US treasuries continued to sink last week, reflecting market expectations that a Blue Wave of Democrats will sweep the Presidency, Senate and House and unleash mega fiscal stimulus in the US. Yields were higher from the 2yr note out to the 30yr. Yields on 2yr UST rose 2bps last week to close at 0.1554% while on the 10yr yields were up nearly 10bps. The expected spending is also steepening the curve: the 2s10s spread closed at more than 68bps, its highest weekly close since February 2019. Any underperformance by Democrats may see a sharp reversal with the curve flattening out and yields compressing.

Emerging market bonds struggled in the face of repositioning ahead of the US election. Emerging market bonds denominated in USD fell by 0.6% last week even as spreads over USTs managed a moderate compression. Minutes from the latest RBI meeting noted that the bank would maintain a dovish tilt to help support India’s economy recover from one of the world’s worst Covid-19 caseloads. Local media in India have also indicated the country could return to international bond markets.

Rating agencies have been active over the last few days in the region. S&P cut its sovereign rating on Sharjah to ‘BBB-‘ with a stable outlook and its rating on Ras al Khaimah to ‘A-‘ from ‘A’ with a stable outlook. Fitch cut its rating on Morocco to ‘BB+’, from ‘BBB-‘, taking it back into high yield territory. S&P is now the only major agency with an investment grade rating on Morocco.

FX

The USD remained on the defensive last week. The DXY index, a measure of the dollar against a basket of major currencies, fell by 1% and closed at 92.768. This marks a move toward the 50-day moving average of 93.266 which may signal further downside risk.

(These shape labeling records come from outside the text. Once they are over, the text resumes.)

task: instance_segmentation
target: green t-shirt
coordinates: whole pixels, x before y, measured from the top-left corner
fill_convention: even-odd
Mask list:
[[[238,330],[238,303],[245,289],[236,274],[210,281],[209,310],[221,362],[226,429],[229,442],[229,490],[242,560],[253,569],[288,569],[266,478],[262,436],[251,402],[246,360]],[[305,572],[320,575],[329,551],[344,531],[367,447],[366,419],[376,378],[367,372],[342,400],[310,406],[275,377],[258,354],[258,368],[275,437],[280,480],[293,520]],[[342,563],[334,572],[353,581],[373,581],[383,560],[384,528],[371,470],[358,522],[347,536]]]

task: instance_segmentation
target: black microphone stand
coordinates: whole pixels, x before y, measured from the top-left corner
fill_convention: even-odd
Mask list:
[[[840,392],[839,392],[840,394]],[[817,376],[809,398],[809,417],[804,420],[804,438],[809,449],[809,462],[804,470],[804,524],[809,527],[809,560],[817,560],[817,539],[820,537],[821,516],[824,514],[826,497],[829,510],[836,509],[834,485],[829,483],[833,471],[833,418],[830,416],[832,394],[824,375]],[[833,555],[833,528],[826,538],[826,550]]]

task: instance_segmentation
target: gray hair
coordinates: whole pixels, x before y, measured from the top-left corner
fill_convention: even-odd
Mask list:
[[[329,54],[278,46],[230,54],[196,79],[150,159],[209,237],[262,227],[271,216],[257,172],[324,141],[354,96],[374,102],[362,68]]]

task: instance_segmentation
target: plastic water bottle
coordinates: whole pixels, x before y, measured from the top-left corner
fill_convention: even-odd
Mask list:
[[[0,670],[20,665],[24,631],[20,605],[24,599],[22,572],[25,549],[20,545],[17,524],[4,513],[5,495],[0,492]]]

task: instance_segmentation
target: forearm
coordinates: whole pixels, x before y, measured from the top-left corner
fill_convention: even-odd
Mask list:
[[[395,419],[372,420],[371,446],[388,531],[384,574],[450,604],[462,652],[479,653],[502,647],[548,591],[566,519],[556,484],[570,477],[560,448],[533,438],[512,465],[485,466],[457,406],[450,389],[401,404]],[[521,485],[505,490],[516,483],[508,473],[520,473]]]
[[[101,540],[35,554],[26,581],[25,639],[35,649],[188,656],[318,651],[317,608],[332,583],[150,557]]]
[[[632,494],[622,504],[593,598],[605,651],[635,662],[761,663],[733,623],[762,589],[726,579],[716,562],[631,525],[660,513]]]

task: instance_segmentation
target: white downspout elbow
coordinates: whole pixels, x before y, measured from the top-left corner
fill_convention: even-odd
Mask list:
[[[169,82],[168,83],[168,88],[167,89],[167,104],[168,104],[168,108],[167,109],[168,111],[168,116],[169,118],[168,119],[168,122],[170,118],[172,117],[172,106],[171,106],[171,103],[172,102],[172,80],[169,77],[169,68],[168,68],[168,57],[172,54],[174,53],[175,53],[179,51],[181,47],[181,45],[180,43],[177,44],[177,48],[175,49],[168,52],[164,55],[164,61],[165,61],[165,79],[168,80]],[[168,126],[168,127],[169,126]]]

USDJPY fell to lows of 104.34 off the back of the USD's weakness and settled at 104.72, a decrease of -0.64%. News of a UK-Japan trade deal being struck was positive but CPI data out of Japan slipped for a second straight month, offering support for the pairing. 

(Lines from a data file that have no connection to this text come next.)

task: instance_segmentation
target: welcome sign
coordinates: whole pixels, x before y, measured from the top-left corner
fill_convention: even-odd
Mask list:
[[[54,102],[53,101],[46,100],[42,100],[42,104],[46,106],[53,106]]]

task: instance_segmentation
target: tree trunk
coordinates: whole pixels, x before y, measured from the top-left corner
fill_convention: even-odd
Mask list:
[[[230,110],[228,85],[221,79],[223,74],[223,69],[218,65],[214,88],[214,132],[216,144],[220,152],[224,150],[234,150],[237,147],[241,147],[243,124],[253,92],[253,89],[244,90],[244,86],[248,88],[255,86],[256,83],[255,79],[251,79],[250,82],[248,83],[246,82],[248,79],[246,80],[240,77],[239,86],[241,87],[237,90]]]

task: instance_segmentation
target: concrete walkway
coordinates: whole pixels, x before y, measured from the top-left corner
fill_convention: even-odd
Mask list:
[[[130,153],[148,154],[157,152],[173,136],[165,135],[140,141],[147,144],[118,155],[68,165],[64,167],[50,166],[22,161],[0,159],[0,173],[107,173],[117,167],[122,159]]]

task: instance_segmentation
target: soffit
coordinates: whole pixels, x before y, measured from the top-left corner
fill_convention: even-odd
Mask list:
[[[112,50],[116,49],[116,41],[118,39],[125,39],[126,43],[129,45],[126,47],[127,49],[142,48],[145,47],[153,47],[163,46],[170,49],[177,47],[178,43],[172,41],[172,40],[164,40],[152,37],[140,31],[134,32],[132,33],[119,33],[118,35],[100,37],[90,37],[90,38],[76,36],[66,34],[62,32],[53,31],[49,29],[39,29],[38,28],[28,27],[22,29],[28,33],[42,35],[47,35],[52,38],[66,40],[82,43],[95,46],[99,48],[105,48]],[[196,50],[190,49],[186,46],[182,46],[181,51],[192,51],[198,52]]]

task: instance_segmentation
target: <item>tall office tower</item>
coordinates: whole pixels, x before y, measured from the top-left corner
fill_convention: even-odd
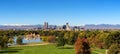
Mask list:
[[[48,22],[44,22],[44,27],[45,30],[48,29]]]

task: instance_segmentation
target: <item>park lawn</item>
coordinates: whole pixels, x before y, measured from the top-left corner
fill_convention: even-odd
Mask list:
[[[56,47],[54,44],[41,45],[41,46],[19,46],[19,47],[9,47],[0,51],[0,54],[75,54],[75,50],[61,49]],[[92,52],[92,54],[98,54]]]

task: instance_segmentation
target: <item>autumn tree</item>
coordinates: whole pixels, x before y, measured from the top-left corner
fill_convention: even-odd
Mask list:
[[[86,37],[77,38],[77,41],[75,42],[75,51],[76,54],[91,54],[89,42]]]

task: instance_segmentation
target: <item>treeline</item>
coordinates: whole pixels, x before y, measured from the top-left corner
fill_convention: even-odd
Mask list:
[[[65,44],[74,45],[76,40],[79,37],[79,38],[86,38],[88,40],[88,43],[90,44],[90,47],[98,47],[101,49],[111,49],[111,51],[113,50],[113,48],[115,48],[116,51],[120,50],[120,31],[119,30],[118,31],[114,31],[114,30],[109,30],[109,31],[104,31],[104,30],[86,30],[86,31],[6,30],[6,31],[2,31],[1,30],[0,36],[24,36],[31,33],[40,34],[41,36],[48,37],[47,39],[49,42],[56,42],[58,46],[64,46]]]

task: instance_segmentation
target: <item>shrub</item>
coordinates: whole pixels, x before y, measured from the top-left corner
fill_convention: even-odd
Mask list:
[[[86,38],[78,38],[75,43],[76,54],[91,54],[90,46]]]
[[[120,45],[112,44],[108,50],[108,54],[118,54],[120,53]]]
[[[17,37],[16,43],[19,44],[19,45],[23,44],[23,43],[22,43],[22,39],[23,39],[23,38],[20,37],[20,36]]]

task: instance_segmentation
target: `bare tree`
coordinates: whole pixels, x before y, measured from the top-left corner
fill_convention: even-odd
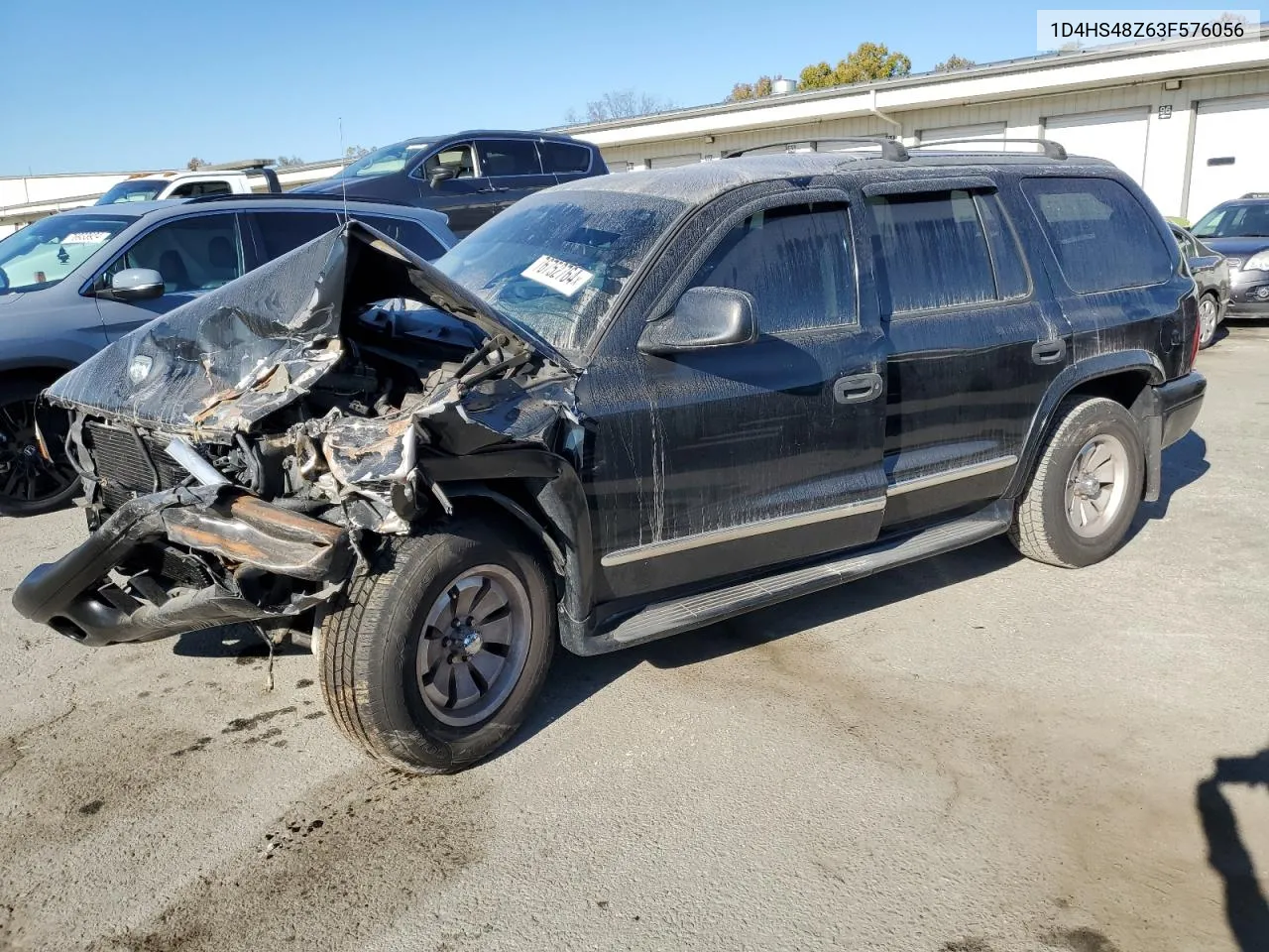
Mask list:
[[[612,119],[628,119],[634,116],[661,113],[673,108],[674,103],[669,99],[661,99],[647,93],[637,93],[633,89],[617,89],[586,103],[585,114],[579,114],[576,109],[570,109],[565,116],[565,122],[609,122]]]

The EUR surged by 1.21% and settled at 1.1860 despite some poor PMI data from out of the region. Investors will still be looking to a US fiscal stimulus package, and eyes will be fixed on the US GDP figures to be released this Friday to help set direction for the pair. The GBP surged after the announcement that Brexit talks were to resume, but retreated from highs of 1.3177 mid-week after a UK minister reiterated that no-deal was still an option. Sterling closed at 1.3039, marking an increase of 0.96%. The AUD and NZD both rallied, with the former increasing by 0.81% to close at 0.7139, while the latter advanced by 1.35% and settled at 0.6691. 

Equities

Benchmark equity markets ended the week higher in anticipation of a boost to growth from a Biden presidency that would provide substantial fiscal stimulus in the US. The S&P 500 index closed up 0.3% although was still down on the week by 0.5%. Positivty surrounding the potential of more Brexit negotiations also hlepd to lift European equities with the FTSE 100 adding 1.3% at the end of the week and gains on both the Dax and CAC 40.

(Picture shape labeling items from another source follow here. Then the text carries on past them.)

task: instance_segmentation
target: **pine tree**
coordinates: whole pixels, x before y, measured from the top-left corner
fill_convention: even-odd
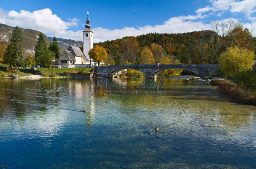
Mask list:
[[[13,65],[17,65],[18,71],[19,71],[19,67],[20,62],[22,61],[22,54],[23,53],[23,38],[21,35],[21,30],[16,26],[15,29],[12,33],[12,36],[10,40],[10,43],[12,45],[11,53],[12,56],[11,60]]]
[[[10,64],[10,66],[12,65],[12,45],[11,44],[8,45],[5,48],[4,52],[3,62],[6,64]]]
[[[37,64],[40,65],[42,67],[43,73],[43,67],[48,66],[49,62],[48,60],[49,50],[47,48],[45,40],[42,32],[39,34],[39,38],[37,39],[36,44],[35,47],[35,59]]]
[[[49,50],[50,51],[52,51],[52,42],[50,41],[50,44],[49,45],[49,47],[48,47]]]

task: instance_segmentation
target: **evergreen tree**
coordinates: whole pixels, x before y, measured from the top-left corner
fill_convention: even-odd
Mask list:
[[[49,50],[51,51],[52,50],[52,42],[50,41],[50,44],[49,45],[49,47],[48,47]]]
[[[39,34],[36,44],[35,47],[35,60],[37,64],[40,65],[43,73],[43,67],[48,66],[49,50],[42,32]]]
[[[12,64],[12,45],[11,44],[8,45],[4,50],[3,57],[3,62],[6,64],[10,64],[10,66],[11,66]]]
[[[12,56],[11,62],[13,65],[17,65],[18,71],[19,71],[19,67],[21,62],[22,61],[22,54],[23,53],[23,38],[21,35],[21,30],[16,26],[15,29],[12,33],[12,36],[10,40],[10,43],[12,45],[11,51]]]
[[[50,46],[49,47],[50,47]],[[57,38],[55,36],[53,37],[53,41],[52,42],[52,46],[51,47],[51,49],[49,49],[51,51],[55,53],[55,58],[58,60],[60,56],[60,47],[59,46],[58,42],[57,42]]]

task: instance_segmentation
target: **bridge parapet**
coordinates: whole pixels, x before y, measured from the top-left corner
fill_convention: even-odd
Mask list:
[[[134,69],[152,78],[159,73],[171,69],[182,69],[189,70],[204,77],[216,71],[219,65],[211,64],[164,64],[159,63],[98,66],[95,66],[94,74],[105,77],[112,77],[117,72],[124,69]]]

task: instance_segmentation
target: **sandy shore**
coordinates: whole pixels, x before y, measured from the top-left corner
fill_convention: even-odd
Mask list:
[[[27,78],[28,77],[28,78],[32,78],[32,79],[41,79],[42,78],[59,78],[59,77],[43,77],[42,76],[42,75],[31,75],[30,76],[23,76],[22,77],[20,77],[20,78]]]

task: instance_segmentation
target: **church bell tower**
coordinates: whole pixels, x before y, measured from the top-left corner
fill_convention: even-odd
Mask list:
[[[89,13],[87,11],[87,15]],[[91,25],[90,25],[90,23],[88,15],[87,15],[85,28],[83,31],[84,32],[83,52],[85,57],[89,61],[90,60],[90,57],[88,54],[88,52],[89,52],[89,50],[93,47],[93,42],[92,40],[92,34],[93,33],[91,30]]]

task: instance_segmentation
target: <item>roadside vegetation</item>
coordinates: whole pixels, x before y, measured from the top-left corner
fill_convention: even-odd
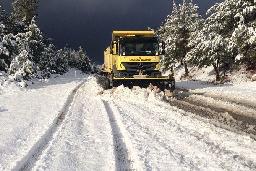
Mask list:
[[[184,64],[186,76],[187,64],[199,70],[211,66],[216,81],[221,78],[220,72],[225,77],[228,70],[241,66],[256,73],[256,1],[216,3],[207,11],[206,19],[192,1],[173,3],[173,11],[156,30],[156,36],[165,43],[163,71]]]
[[[10,17],[0,3],[0,71],[20,82],[65,74],[69,67],[98,72],[81,46],[78,52],[68,44],[58,49],[44,36],[36,22],[39,1],[15,0]]]

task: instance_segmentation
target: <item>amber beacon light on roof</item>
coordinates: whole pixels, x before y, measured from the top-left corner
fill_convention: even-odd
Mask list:
[[[163,90],[174,90],[174,69],[165,76],[160,71],[160,57],[165,54],[165,46],[154,33],[151,31],[113,32],[110,46],[104,52],[107,88],[122,84],[129,88],[147,87],[151,83]]]

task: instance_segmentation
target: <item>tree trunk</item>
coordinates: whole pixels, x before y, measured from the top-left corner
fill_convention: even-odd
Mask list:
[[[183,62],[182,61],[182,58],[181,57],[180,57],[180,62],[181,62],[180,65],[183,65]]]
[[[185,64],[184,65],[185,66],[185,74],[186,75],[188,75],[188,65],[187,64]]]
[[[215,71],[215,75],[216,76],[216,81],[220,81],[220,76],[219,76],[219,73],[218,72],[218,69],[216,66],[216,63],[212,63],[212,66],[214,68]]]

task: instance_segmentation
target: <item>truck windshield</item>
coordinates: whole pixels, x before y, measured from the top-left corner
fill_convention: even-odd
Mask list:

Local markets were mixed. The DFM gave up 0.4% at the start of the trading week while the ADX gained nearly 0.3%. In Saudi Arabia the Tadawul gave up more than 4% as SABIC’s results led the market lower.

Commodities

Oil prices lost ground last week with Brent futures slipping by 2.7% to settle at USD 41.77/b and WTI falling 2.5% to push it back below USD 40/b at the end of trading. The immediate catalyst for lower prices appears to be market expectation that Libya’s production is going to recover back to pre-civil war levels of more than 1m b/d in the next few weeks, at least according to statements from the country’s National Oil Company. Libya is not bound by the OPEC+ deal to cut production and its oil infrastructure, at least the producing assets, have been relatively less affected by the civil war than some of the midstream infrastructure.